Sanofi’s Phase III program has focused on the potential benefits of Zynquista in T2D patients with renal disease. With upwards of 40% of the T2D market experiencing some level of renal impairment (and around 16% to 20% at Grade 3/4), this is a sound strategy to differentiate this late-to-market SGLT-1/2 inhibitor, and one where prior clinical data do suggest that the drug can distinguish itself positively.

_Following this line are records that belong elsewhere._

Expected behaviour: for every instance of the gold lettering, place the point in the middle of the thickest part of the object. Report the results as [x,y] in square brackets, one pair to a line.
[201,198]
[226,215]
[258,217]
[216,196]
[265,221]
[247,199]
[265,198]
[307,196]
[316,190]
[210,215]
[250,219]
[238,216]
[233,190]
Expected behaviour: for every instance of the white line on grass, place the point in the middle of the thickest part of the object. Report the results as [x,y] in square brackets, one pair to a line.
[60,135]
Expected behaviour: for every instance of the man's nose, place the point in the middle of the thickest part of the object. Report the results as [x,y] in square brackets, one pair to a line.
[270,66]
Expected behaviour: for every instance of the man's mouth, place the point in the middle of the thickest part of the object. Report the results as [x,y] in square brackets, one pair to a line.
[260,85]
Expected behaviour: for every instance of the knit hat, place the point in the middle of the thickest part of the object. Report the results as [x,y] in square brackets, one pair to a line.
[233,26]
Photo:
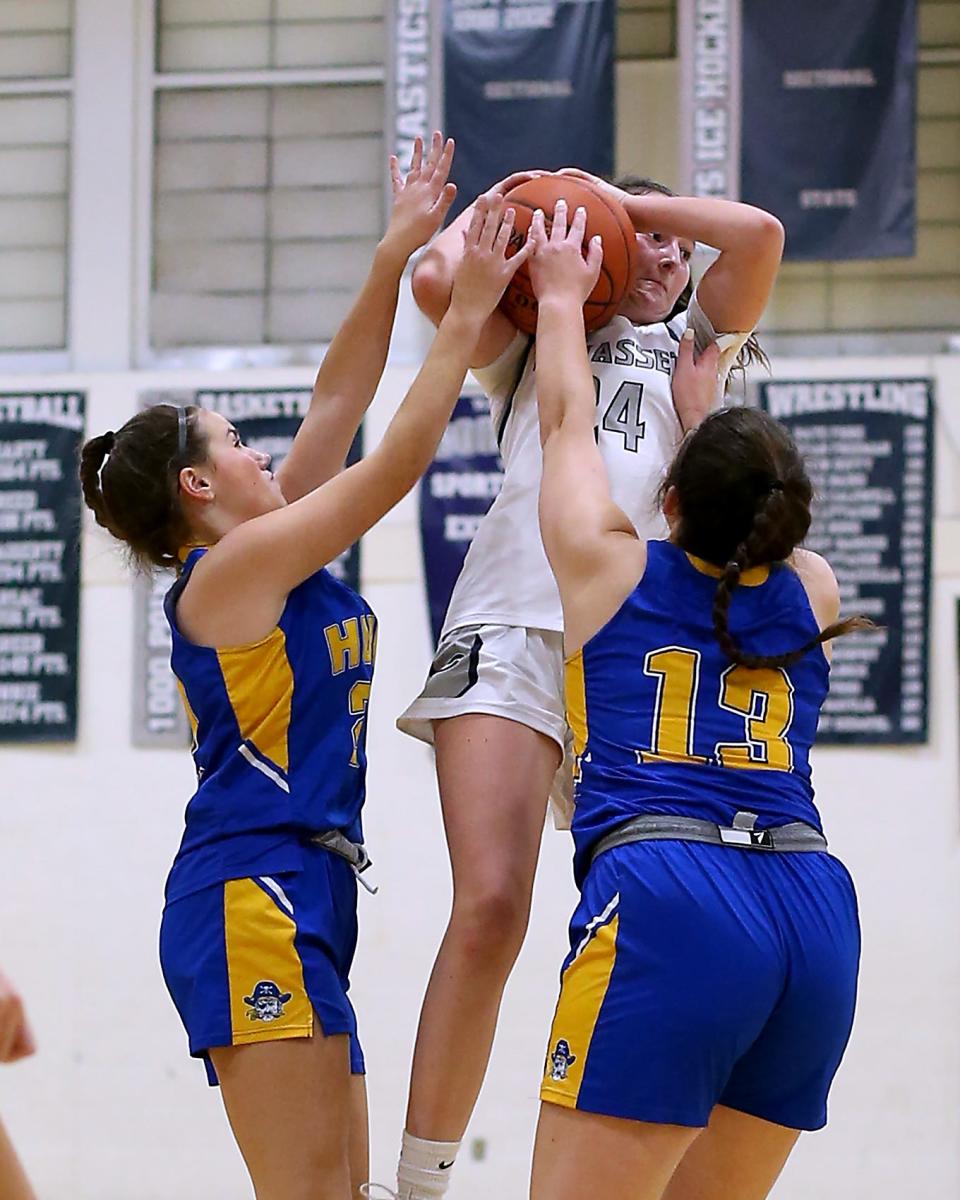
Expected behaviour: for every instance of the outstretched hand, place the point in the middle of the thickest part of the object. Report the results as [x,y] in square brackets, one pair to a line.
[16,1036]
[421,198]
[558,265]
[485,270]
[695,382]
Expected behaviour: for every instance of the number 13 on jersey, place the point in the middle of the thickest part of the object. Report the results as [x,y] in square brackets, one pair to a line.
[761,699]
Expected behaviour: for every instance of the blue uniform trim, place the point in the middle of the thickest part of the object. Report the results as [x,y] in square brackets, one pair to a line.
[280,738]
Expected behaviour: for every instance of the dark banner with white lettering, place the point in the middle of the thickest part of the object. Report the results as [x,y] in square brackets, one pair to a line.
[527,85]
[40,564]
[460,486]
[265,420]
[869,449]
[828,124]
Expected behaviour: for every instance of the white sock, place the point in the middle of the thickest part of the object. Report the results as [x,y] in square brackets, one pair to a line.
[425,1168]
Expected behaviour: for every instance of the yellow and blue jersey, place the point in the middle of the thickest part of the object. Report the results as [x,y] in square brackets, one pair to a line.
[664,723]
[279,733]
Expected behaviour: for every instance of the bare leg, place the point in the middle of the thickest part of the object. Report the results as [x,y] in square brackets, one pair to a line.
[359,1134]
[736,1156]
[13,1182]
[495,778]
[289,1107]
[583,1155]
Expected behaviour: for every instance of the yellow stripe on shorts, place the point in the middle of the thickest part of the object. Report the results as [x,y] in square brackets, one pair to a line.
[583,990]
[268,997]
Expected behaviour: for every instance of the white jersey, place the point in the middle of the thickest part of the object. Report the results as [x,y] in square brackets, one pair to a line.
[505,579]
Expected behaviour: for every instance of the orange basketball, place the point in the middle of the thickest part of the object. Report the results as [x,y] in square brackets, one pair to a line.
[605,216]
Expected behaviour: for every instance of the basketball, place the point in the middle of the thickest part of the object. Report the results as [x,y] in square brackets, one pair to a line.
[605,217]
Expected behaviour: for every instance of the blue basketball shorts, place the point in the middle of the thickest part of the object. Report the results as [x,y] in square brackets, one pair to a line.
[261,959]
[706,975]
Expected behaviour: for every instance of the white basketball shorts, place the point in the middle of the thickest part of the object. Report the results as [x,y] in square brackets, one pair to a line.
[505,671]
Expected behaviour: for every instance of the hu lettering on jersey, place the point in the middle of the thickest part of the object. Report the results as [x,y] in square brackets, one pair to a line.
[351,641]
[627,353]
[243,406]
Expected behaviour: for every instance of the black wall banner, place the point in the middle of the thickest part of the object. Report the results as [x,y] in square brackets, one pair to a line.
[828,123]
[456,491]
[527,85]
[267,420]
[40,564]
[869,449]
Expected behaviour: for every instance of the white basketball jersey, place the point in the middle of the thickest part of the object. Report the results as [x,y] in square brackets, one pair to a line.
[505,579]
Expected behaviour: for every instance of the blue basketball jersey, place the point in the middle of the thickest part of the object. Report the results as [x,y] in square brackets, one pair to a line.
[279,733]
[664,723]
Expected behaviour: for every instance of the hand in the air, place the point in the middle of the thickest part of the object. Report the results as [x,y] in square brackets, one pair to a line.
[423,197]
[16,1036]
[558,264]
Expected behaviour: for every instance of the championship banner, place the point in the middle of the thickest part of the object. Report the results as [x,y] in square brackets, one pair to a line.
[40,564]
[869,450]
[265,420]
[708,40]
[455,493]
[527,85]
[829,124]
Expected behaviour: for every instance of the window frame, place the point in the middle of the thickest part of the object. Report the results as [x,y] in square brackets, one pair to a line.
[154,82]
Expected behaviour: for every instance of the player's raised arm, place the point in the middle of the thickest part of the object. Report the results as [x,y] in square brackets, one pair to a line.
[355,359]
[433,277]
[261,561]
[580,523]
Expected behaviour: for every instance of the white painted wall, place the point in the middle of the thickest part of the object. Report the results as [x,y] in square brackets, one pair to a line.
[113,1109]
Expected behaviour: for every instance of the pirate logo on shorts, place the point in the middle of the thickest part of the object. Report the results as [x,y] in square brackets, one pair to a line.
[267,1002]
[561,1061]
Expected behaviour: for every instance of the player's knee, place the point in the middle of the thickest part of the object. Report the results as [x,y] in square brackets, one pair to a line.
[490,924]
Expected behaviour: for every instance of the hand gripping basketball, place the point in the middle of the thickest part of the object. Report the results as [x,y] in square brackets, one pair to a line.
[605,217]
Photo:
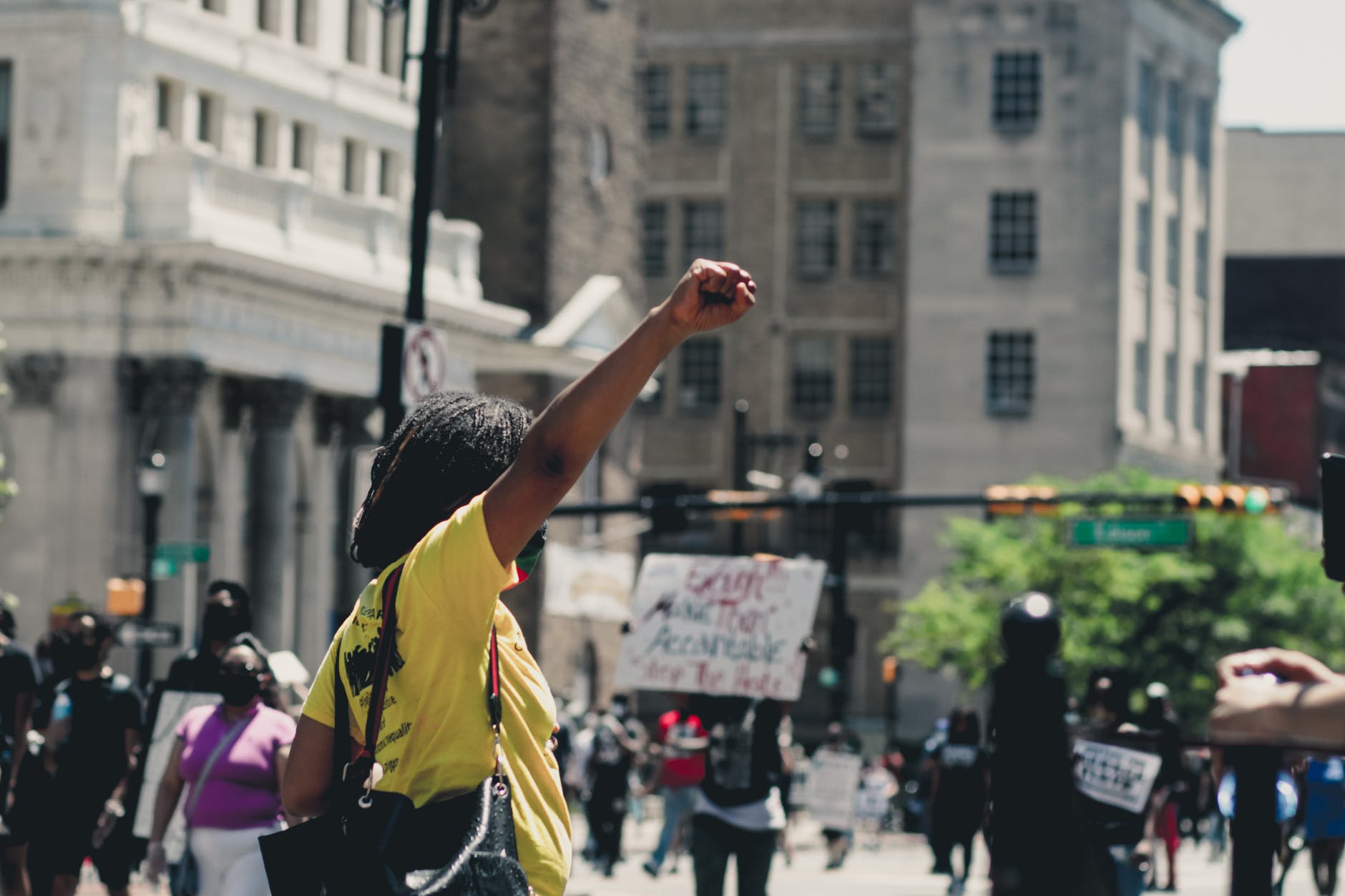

Zynquista’s fate in T1D will soon be known and approval would add about $3.50/share in value relative to my current probability-adjusted value for the drug. All told, I continue to value the Zynquista program at around $11 on a risk-adjusted basis. Xermelo in carcinoid-related diarrhea adds in another $2.50, while the company’s early-stage pipeline (Xermelo in biliary tract cancer and NET, LX9211 in pain, and LX2761 in diabetes) adds about $1.50. As far as the early-stage pipeline goes, management has started a Phase II combo study of Xermelo in BTC and will soon be starting a Phase Ib study of LX9211. Development of LX2761 appears to be on hold for now, with management waiting for combo results from Zynquista studies to guide further development.
The Bottom Line
Long-term Lexicon shareholders have been through a lot, and a lot is still riding on the FDA’s decision regarding Zynquista. While FDA approval for the T1D indication and strong clinical data from Sanofi on the T2D indication should drive a higher share price, there’s still a lot of risk in this name (including regulatory, developmental, and execution/commercialization risk) and it’s not suitable for more risk-averse investors.
Disclosure: I am/we are long LXRX. I wrote this article myself, and it expresses my own opinions. I am not receiving compensation for it (other than from Seeking Alpha). I have no business relationship with any company whose stock is mentioned in this article.